I'm a relatively new SPSS user. I am trying to add several variables from one dataset with only one entry per ID number (https://www.dropbox.com/s/1jzaxcmjswdz7w0/Veh%20Data%20Reduced.sav) to another larger dataset that has several entries per ID number (https://www.dropbox.com/s/lguvj3n6ceezkzs/Inst%20Data.sav)

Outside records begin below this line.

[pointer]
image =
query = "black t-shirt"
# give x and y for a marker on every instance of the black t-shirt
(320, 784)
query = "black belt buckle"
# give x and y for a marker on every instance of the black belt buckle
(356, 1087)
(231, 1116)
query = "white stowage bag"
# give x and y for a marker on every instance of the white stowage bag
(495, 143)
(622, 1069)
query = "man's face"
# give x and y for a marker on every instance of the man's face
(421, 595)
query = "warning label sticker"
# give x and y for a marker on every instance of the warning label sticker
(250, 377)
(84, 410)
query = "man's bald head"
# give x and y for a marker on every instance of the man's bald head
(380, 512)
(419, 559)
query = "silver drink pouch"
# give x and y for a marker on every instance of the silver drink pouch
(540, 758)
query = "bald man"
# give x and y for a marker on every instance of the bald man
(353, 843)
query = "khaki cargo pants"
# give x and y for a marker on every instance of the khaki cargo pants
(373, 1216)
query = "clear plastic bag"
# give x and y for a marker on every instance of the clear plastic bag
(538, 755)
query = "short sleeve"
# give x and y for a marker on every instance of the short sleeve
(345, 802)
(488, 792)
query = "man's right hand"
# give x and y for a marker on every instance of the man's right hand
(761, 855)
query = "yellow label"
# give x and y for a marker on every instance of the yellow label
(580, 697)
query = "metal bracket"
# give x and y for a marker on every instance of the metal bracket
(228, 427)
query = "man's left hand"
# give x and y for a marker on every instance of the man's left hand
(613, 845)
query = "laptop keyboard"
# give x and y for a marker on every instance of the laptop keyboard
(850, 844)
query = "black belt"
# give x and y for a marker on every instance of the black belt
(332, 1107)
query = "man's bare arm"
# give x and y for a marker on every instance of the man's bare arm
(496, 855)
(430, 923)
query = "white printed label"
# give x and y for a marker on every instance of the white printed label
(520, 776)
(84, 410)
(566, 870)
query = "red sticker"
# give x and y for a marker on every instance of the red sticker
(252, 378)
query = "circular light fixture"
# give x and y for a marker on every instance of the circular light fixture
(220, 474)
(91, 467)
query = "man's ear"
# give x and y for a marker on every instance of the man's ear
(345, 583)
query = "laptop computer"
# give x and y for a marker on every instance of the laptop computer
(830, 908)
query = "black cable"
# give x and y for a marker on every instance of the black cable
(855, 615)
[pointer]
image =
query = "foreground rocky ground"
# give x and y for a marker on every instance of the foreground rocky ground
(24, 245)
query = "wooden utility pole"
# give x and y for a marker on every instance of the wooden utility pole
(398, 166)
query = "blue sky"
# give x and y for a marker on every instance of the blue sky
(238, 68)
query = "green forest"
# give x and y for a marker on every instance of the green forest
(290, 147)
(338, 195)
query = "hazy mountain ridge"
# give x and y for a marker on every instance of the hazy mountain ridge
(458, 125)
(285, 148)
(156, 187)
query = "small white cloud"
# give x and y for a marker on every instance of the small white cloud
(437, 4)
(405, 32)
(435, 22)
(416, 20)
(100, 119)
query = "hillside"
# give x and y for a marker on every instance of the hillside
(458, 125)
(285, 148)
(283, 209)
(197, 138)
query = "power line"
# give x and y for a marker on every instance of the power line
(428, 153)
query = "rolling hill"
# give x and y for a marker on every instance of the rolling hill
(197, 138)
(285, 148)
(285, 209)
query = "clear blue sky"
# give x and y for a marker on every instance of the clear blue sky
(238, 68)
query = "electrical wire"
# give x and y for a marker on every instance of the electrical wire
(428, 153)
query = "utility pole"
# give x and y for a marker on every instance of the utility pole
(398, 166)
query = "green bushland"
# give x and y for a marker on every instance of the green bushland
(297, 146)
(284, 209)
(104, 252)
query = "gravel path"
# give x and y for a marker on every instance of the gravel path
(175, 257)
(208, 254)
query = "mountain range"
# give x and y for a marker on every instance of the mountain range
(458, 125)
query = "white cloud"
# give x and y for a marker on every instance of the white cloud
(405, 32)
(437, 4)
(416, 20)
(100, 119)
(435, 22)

-ID number is TSTNO and I am trying to use variations on the following code thinking that this should be a one to many merge, however, I can't seem to get it to work. I keep getting error 5132 (I think, sorry I don't actually have it in front of me) - table file does not have a unique identifier

GET
FILE='/Users/Jeff/Desktop/Veh Data Reduced.sav'.
DATASET NAME DataSet4 WINDOW=FRONT.
SORT CASES BY TSTNO.

GET
FILE='/Users/Jeff/Desktop/Inst Data.sav'.
DATASET NAME DataSet1 WINDOW=FRONT.
SORT CASES BY TSTNO.

Match files file='/Users/Jeff/Desktop/Inst Data.sav'
/TABLE='/Users/Jeff/Desktop/Veh Data Reduced.sav'
/BY TSTNO.

Any thoughts? I have tried it both ways and get the same error. Any help would be greatly appreciated. Thanks.